Gamache chose not to tell the former Deputy Prime Minister that they now knew he’d been telling the truth. That he’d been, once again, wrongly arrested. By Gamache. Armand couldn’t risk it getting out. Woodford had to believe they’d fallen for it.
Instead, the head of homicide for the S?reté chose to keep a person he knew was not guilty in a hellhole of a prison.
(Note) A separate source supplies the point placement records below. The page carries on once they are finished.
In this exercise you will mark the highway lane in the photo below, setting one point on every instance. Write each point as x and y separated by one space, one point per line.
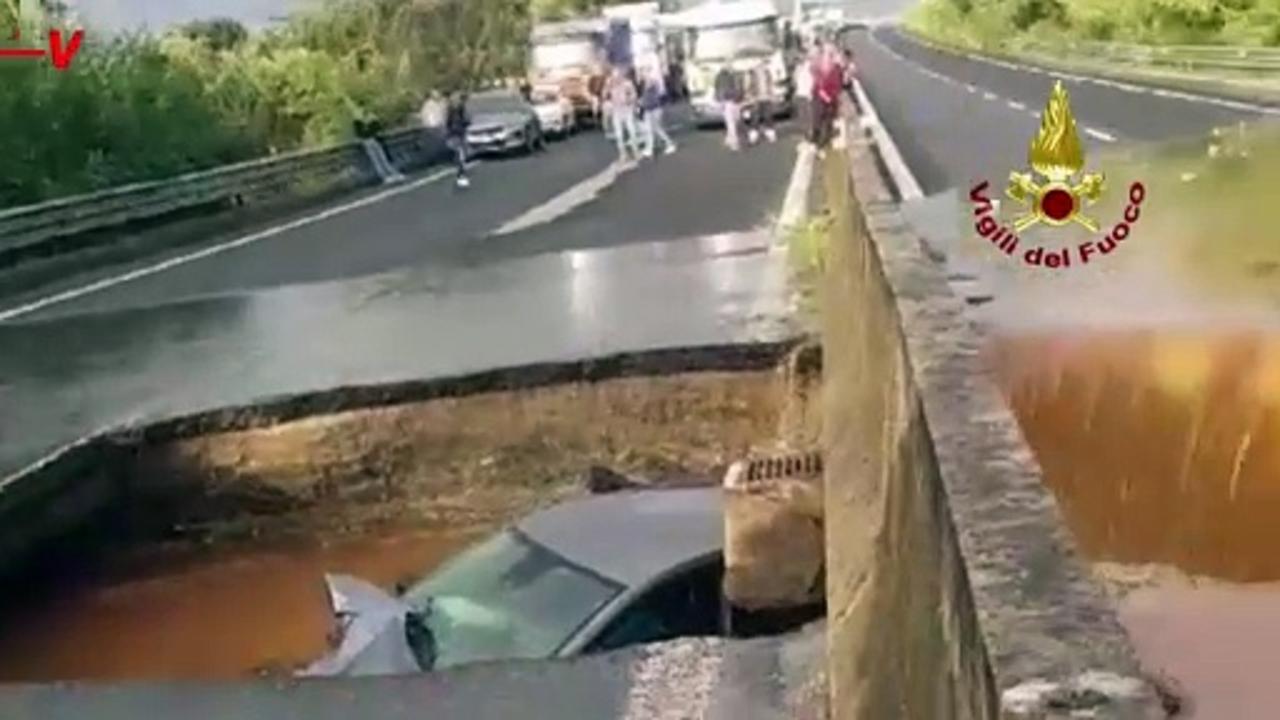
657 259
958 119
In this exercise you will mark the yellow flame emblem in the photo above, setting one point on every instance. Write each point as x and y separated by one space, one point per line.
1056 155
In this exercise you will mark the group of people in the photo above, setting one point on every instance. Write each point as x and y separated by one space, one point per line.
821 81
746 96
451 113
632 104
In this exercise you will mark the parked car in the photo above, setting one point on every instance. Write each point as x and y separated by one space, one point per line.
556 113
586 575
503 122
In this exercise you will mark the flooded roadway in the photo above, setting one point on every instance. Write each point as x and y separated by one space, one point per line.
206 618
1162 450
1161 446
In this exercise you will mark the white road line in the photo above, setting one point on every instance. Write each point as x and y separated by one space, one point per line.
1100 135
566 201
908 187
1105 82
105 283
795 206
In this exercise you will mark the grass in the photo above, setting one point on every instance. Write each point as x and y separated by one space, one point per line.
807 254
1010 30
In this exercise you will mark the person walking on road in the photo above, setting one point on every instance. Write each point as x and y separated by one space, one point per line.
650 104
728 94
760 83
457 119
622 98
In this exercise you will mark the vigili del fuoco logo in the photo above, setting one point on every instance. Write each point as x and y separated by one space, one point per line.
1054 195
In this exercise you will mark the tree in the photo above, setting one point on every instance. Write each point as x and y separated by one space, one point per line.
219 33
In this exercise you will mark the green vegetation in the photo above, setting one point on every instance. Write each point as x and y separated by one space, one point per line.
150 106
993 24
807 250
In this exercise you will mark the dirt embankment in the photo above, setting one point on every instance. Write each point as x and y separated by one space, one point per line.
476 460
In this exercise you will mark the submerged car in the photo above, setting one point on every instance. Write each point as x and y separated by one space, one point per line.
586 575
556 113
503 122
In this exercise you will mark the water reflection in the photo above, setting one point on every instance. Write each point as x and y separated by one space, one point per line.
1161 446
216 616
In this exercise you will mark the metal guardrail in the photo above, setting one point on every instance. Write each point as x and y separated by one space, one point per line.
1183 57
23 229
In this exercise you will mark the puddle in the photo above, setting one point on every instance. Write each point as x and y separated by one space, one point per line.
1162 451
204 618
214 568
1160 446
1220 643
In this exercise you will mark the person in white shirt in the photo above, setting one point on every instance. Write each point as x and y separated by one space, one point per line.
433 110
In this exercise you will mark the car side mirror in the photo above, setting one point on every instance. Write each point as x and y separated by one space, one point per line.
420 639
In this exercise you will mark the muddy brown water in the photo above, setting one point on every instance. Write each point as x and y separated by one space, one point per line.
1162 451
252 519
1160 446
222 615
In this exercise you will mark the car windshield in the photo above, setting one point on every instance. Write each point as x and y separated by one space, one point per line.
494 104
731 41
507 598
565 54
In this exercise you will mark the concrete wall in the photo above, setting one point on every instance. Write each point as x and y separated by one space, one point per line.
954 589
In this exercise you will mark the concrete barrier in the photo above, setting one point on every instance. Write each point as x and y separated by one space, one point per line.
58 226
952 586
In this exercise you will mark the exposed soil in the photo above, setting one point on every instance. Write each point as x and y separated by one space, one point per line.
219 570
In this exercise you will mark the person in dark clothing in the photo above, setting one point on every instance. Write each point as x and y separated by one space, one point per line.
728 94
457 119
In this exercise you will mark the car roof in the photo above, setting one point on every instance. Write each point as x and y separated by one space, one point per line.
636 536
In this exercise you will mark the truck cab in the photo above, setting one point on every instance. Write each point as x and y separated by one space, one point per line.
740 35
567 58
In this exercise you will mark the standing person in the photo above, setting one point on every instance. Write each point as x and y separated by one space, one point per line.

In a hellhole of despair.
It was the only way to put the PM at ease, and the best way to see that Marcus Lauzon would one day die of old age, in bed, instead of bleeding out on some disinfected tile floor.
Still, Armand had prevailed on two of the men he’d arrested for especially gruesome murders, who were also in the prison within a prison, to watch over Marcus Lauzon.
In exchange, the head of homicide had agreed to watch over the convicts’ families, especially their children.
With Lauzon as safe as possible, Gamache and his people rushed to gather evidence against the Prime Minister before it was buried too deep.
They moved at a near-panicked pace, while appearing as calm as the ocean. All the while looking over their shoulders. Knowing they were being watched.
But they were not moving fast enough. In frustration Gamache and his people saw each promising lead evaporate. Evidence was disappearing, being destroyed, just before they got to it. It was a race against time. A race Armand feared they were losing.
Armand and Reine-Marie flew to the UK, apparently to go to his reunion at Cambridge, but actually to quietly meet Sherry Caufield.
Over tea and scones in a small shop in the Suffolk village of Eye, Armand asked the head of UK counterintelligence to do her own investigation, since she might find what they could not.
Turned out, Caufield had never believed the official story and was relieved to know that Gamache didn’t either. Unasked, unobserved, she’d already started digging deeper.
“Lauzon could never have put all that together,” she said. “You’re doing that wrong.”
“I’m sorry,” said Reine-Marie.
“You put the clotted cream on the scone first, then the strawberry jam. Not the other way around.”
Caufield seemed as incensed about the scone issue as the plot to provoke mass murder and a regional war.
“Désolée,” said Reine-Marie and, turning to Armand, she grimaced.
“Lauzon’s slimy, but more interested in immediate gains. He has no patience. This plot took patience and a master tactician with all the necessary contacts and access. You’re doing that wrong.”
“I’m sorry?” said Armand.
“You put the milk in first, then pour the tea.” The head of British Intelligence huffed, indignant.
“If she calls us colonials, I’m leaving,” muttered Reine-Marie. Though, choosing her battles, she put the clotted cream onto her next scone first.
And in his next cup of tea, Armand poured the milk first.
“So it is Woodford.” He realized as he said it that up until that moment, he’d clung onto a thread of hope that Marcus Lauzon was, in fact, guilty.
“It is.” Sherry Caufield leaned forward and dropped her voice. “You need to stop him, Armand. If he gets control of North America, we’ll all be fucked.”
They’d hoped that the danger was past. But they were wrong. While the forests were not deliberately set on fire, the internet was. Conspiracy theories were gaining ground, fueling wilder and wilder claims. More fear, more fuel, more converts.
Clearly the truth was not effective, so Chief Inspector Gamache did the only thing possible. He lied. And lied. And dug and dug. And lied some more when interviewed, when asked. And hoped the lies would buy them time.